Câmara dos Deputados rejeita cassação e mantém mandato de Carla Zambelli após votação insuficiente em plenário

A Câmara dos Deputados manteve o mandato da deputada Carla Zambelli (PL-SP) nesta quinta-feira (11/12/2025), após o Plenário rejeitar a proposta de cassação por insuficiência de votos. A decisão encerra o processo aberto após a condenação definitiva da parlamentar pelo Supremo Tribunal Federal (STF), que resultou em pena de dez anos de reclusão e motivou sua atual prisão na Itália, à espera de extradição.

Foram registrados 227 votos a favor da perda do mandato, além de 110 contrários e 10 abstenções. O resultado ficou aquém dos 257 votos necessários para a cassação. Com isso, a representação apresentada pela Mesa Diretora será arquivada, mantendo o mandato ativo.

O caso foi levado ao Plenário após tramitação na Comissão de Constituição e Justiça e de Cidadania (CCJ), que havia recomendado a perda do mandato. A discussão envolveu divergências sobre a aplicabilidade da decisão judicial e os impactos da ausência da deputada nas atividades parlamentares.
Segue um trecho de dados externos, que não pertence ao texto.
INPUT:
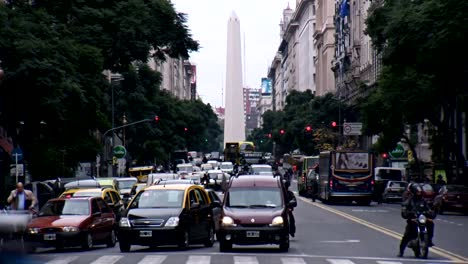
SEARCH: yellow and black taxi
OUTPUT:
[60,187,125,221]
[118,184,220,252]
[25,197,116,252]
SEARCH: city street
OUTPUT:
[27,183,468,264]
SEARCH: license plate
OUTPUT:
[44,234,57,241]
[245,231,260,237]
[140,231,153,237]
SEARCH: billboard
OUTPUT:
[262,78,272,95]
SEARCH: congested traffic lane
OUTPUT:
[317,199,468,258]
[24,188,464,264]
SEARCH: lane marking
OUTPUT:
[327,259,354,264]
[138,255,167,264]
[234,256,258,264]
[46,256,78,264]
[299,197,468,263]
[281,258,306,264]
[90,255,124,264]
[186,256,211,264]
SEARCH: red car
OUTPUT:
[25,197,116,249]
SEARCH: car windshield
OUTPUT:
[227,188,283,208]
[252,167,273,174]
[39,200,89,216]
[130,190,184,208]
[221,164,234,170]
[118,179,137,190]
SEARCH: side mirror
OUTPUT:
[211,201,221,208]
[93,212,101,217]
[288,200,297,208]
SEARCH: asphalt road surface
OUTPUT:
[24,184,468,264]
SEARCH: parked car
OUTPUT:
[118,184,219,252]
[434,185,468,214]
[25,197,116,249]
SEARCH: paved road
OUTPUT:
[25,186,468,264]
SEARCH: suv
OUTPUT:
[217,175,294,252]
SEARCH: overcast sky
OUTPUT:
[172,0,296,106]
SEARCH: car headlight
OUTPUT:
[418,215,426,224]
[164,216,179,226]
[62,226,80,232]
[119,217,130,227]
[270,216,284,226]
[28,227,41,234]
[222,216,236,226]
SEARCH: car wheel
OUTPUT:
[81,233,93,250]
[119,241,132,253]
[219,240,232,252]
[204,226,215,247]
[179,230,190,249]
[106,230,117,248]
[280,235,289,252]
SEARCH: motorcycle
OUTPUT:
[408,213,432,259]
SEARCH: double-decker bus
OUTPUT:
[319,150,374,205]
[297,156,319,196]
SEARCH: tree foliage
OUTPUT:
[0,0,220,179]
[362,0,468,177]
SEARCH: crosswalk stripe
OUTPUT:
[281,258,306,264]
[234,256,258,264]
[90,255,123,264]
[186,256,211,264]
[327,259,354,264]
[138,255,167,264]
[46,256,78,264]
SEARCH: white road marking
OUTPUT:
[327,259,354,264]
[46,256,78,264]
[90,255,124,264]
[138,255,167,264]
[234,256,258,264]
[186,256,211,264]
[281,258,306,264]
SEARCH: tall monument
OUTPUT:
[224,12,245,143]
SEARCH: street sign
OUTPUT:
[11,147,23,162]
[113,145,127,159]
[343,123,362,136]
[388,143,405,159]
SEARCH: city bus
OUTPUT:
[297,156,319,196]
[319,150,374,205]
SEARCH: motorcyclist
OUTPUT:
[284,181,297,237]
[398,184,435,257]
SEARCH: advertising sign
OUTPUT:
[335,152,369,170]
[262,78,272,95]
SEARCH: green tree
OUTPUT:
[362,0,468,179]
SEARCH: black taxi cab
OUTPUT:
[118,184,220,252]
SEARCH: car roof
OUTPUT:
[230,175,280,188]
[145,183,196,190]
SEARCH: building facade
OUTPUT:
[313,0,336,96]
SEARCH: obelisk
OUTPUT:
[224,12,245,144]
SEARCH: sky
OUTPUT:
[172,0,296,107]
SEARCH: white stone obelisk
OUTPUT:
[224,12,245,144]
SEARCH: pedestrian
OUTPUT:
[7,182,37,210]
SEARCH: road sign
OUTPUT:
[11,147,23,162]
[343,123,362,136]
[113,145,127,159]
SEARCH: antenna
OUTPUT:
[242,32,247,87]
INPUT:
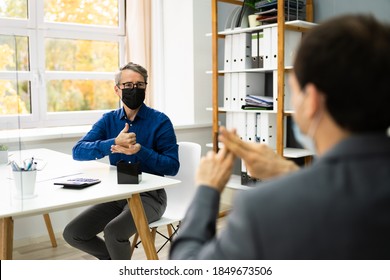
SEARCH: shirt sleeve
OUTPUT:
[136,117,180,176]
[72,115,115,161]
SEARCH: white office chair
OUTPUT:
[131,142,201,253]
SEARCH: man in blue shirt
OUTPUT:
[63,62,180,259]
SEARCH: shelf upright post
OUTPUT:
[276,0,285,156]
[211,0,219,152]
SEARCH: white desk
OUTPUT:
[0,149,179,259]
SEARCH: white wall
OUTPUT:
[8,0,219,246]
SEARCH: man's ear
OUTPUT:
[305,83,324,118]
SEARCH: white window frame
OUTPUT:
[0,0,125,129]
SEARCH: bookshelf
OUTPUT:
[211,0,315,185]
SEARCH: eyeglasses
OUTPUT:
[118,82,148,89]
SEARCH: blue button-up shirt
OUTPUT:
[73,104,180,176]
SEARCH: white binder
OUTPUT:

Parecer da CCJ e fundamentos do relator

A CCJ aprovou em (10/12/2025) o parecer do deputado Claudio Cajado (PP-BA), que defendia a cassação por considerar a incompatibilidade entre a prisão em regime fechado e o exercício de mandato parlamentar. O relator afirmou que as funções legislativas exigem participação presencial no Plenário e nas comissões.

Segundo o parecer, a representação da Mesa Diretora foi motivada pela condenação da deputada no STF, que confirmou sua participação em invasões aos sistemas do Conselho Nacional de Justiça (CNJ). A acusação apontou inserção de documentos falsos, como mandados de prisão e alvarás de soltura, entre eles um mandado fraudulento direcionado ao ministro Alexandre de Moraes.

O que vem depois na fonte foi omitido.